A great example of the way the band has evolved to let each member shine occurs early in the setlist when Christine nailed “Say You Love Me,” before Stevie took over with “Black Magic Woman.” From the iconic singer/songwriter’s witchy getup to the American Horror Story-esque projection, this was an absolute highlight and a reminder that Fleetwood Mac will never go quietly into the good night. Duties on classic hits “Everywhere” and “Rhiannon” were evenly split, while Mick captained the ship for “World Turning.”

Time has not wearied this man one iota. Mick bashed away at the skins for ten minutes while hallucinatory lighting and screens surely brought on acid flashbacks from the ’70s for many attendees. His skill is otherworldly. Stand-in singer/guitarist Neil Finn enjoyed a tender moment as he belted out Crowded House’s seminal “Don’t Dream It’s Over” to a sea of emotional faces, before Stevie joined him for the final verse and chorus. It was a magical moment that just got better when they segued into “Landslide.”
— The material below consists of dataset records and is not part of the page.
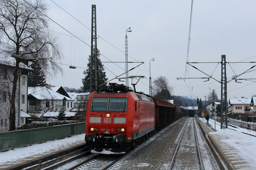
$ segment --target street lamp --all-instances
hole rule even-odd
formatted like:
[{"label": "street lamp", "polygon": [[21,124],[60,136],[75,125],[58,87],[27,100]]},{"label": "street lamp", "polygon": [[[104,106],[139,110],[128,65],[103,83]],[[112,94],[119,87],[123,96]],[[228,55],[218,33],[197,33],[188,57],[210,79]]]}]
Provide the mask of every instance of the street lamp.
[{"label": "street lamp", "polygon": [[152,95],[152,86],[151,85],[151,73],[150,72],[150,61],[155,61],[153,58],[149,61],[149,95],[151,96]]},{"label": "street lamp", "polygon": [[[128,31],[127,31],[127,30]],[[126,30],[126,31],[125,32],[125,72],[127,72],[128,71],[128,51],[127,50],[127,48],[128,48],[127,47],[127,32],[132,32],[132,30],[131,29],[131,27],[130,27],[127,30]],[[126,77],[125,78],[125,82],[126,82],[126,87],[128,87],[128,72],[127,72],[127,73],[125,73],[125,76]]]},{"label": "street lamp", "polygon": [[174,88],[176,87],[176,86],[173,87],[173,102],[174,103]]}]

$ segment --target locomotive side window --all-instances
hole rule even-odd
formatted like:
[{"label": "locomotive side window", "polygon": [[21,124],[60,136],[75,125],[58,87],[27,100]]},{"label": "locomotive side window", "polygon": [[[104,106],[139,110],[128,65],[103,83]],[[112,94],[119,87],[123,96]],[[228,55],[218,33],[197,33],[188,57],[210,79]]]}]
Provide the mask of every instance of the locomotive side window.
[{"label": "locomotive side window", "polygon": [[91,111],[108,111],[108,97],[92,97],[91,104]]},{"label": "locomotive side window", "polygon": [[135,101],[135,111],[137,111],[137,101]]},{"label": "locomotive side window", "polygon": [[110,112],[126,112],[127,98],[110,98]]}]

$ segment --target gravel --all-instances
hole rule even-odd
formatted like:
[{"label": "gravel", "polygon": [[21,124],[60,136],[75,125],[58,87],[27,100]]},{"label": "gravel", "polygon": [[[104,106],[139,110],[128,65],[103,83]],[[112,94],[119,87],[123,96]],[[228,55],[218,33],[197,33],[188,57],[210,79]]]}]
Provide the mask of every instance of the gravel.
[{"label": "gravel", "polygon": [[[168,164],[187,118],[182,118],[172,124],[151,142],[138,150],[132,156],[124,161],[120,162],[111,169],[127,170],[168,169]],[[197,120],[196,121],[197,122]],[[198,128],[198,125],[197,126],[201,153],[205,169],[219,169],[201,130]]]}]

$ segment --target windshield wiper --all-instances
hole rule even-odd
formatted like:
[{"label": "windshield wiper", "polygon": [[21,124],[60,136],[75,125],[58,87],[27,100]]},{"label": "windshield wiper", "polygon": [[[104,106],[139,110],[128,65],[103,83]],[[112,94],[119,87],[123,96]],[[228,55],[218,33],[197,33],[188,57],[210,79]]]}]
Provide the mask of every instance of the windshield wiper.
[{"label": "windshield wiper", "polygon": [[124,105],[124,110],[123,111],[123,113],[124,112],[124,110],[125,110],[125,107],[126,107],[126,105]]},{"label": "windshield wiper", "polygon": [[93,112],[93,109],[92,109],[92,104],[91,105],[91,106],[92,107],[92,112],[94,113],[94,112]]}]

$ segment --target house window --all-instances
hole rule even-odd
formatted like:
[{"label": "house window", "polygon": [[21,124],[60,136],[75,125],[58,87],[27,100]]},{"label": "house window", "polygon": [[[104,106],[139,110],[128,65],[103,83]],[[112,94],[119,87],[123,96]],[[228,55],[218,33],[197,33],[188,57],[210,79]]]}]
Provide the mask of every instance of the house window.
[{"label": "house window", "polygon": [[24,76],[22,76],[21,81],[22,84],[22,85],[25,85],[25,77]]},{"label": "house window", "polygon": [[45,103],[45,106],[47,108],[48,108],[50,107],[49,101],[46,101],[46,102]]},{"label": "house window", "polygon": [[21,103],[25,103],[25,95],[21,95]]},{"label": "house window", "polygon": [[6,101],[6,91],[4,91],[3,93],[3,101]]},{"label": "house window", "polygon": [[7,70],[6,69],[4,70],[3,72],[3,75],[4,76],[4,78],[7,79]]}]

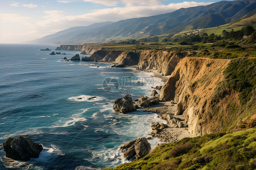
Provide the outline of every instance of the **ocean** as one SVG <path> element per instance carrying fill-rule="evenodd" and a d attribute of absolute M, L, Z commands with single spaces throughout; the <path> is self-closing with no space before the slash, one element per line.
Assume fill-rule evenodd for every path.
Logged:
<path fill-rule="evenodd" d="M 112 102 L 127 94 L 149 96 L 164 82 L 131 68 L 64 61 L 80 52 L 57 47 L 0 44 L 0 169 L 99 169 L 129 162 L 120 147 L 149 136 L 151 121 L 166 122 L 154 113 L 115 112 Z M 52 50 L 40 50 L 47 48 Z M 38 158 L 4 156 L 2 144 L 20 135 L 43 145 Z M 148 140 L 152 149 L 159 143 Z"/>

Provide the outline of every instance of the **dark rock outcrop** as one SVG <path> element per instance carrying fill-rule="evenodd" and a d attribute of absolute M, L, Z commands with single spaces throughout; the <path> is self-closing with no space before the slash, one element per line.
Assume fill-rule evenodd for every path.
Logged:
<path fill-rule="evenodd" d="M 78 54 L 77 54 L 76 55 L 72 57 L 71 59 L 70 59 L 71 60 L 78 60 L 78 61 L 80 61 L 80 56 Z"/>
<path fill-rule="evenodd" d="M 94 97 L 90 97 L 88 99 L 88 100 L 90 100 L 92 98 L 96 98 L 96 97 L 97 97 L 96 96 L 94 96 Z"/>
<path fill-rule="evenodd" d="M 46 49 L 41 49 L 40 50 L 41 51 L 51 51 L 51 49 L 47 48 Z"/>
<path fill-rule="evenodd" d="M 29 161 L 30 158 L 37 158 L 43 149 L 38 144 L 26 136 L 9 137 L 3 144 L 6 157 L 15 160 Z"/>
<path fill-rule="evenodd" d="M 113 109 L 123 113 L 131 112 L 136 110 L 137 106 L 134 106 L 134 104 L 132 98 L 127 95 L 118 98 L 115 101 Z"/>
<path fill-rule="evenodd" d="M 159 99 L 156 96 L 149 98 L 145 96 L 140 96 L 139 98 L 139 106 L 142 107 L 146 107 L 153 104 L 158 104 Z"/>
<path fill-rule="evenodd" d="M 183 127 L 184 125 L 182 122 L 171 115 L 168 115 L 166 118 L 169 123 L 169 125 L 171 127 L 180 128 Z"/>
<path fill-rule="evenodd" d="M 143 137 L 127 142 L 120 149 L 127 160 L 138 160 L 148 154 L 151 148 L 147 139 Z"/>
<path fill-rule="evenodd" d="M 152 91 L 152 93 L 151 93 L 151 96 L 155 96 L 157 93 L 157 90 L 154 90 Z"/>

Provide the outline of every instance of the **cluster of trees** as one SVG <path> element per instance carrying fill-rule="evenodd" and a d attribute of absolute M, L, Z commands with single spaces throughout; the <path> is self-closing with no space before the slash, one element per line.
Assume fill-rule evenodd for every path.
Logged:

Just when you thought it was impossible for them to maintain that momentum, the rock legends turned it up a notch with “You Make Loving Fun” and “Gold Dust Woman” (the latter found Stevie twirling around stage in a gold lamé shawl). There wasn’t a butt on a seat for “Go Your Own Way,” which was followed by the briefest of encores. They then paid tribute to the late Tom Petty with a beautiful cover of “Free Fallin” and jammed out to “Don’t Stop.” Iconic doesn’t cut it for this band. The members, old and new, of Fleetwood Mac are ascended masters of rock.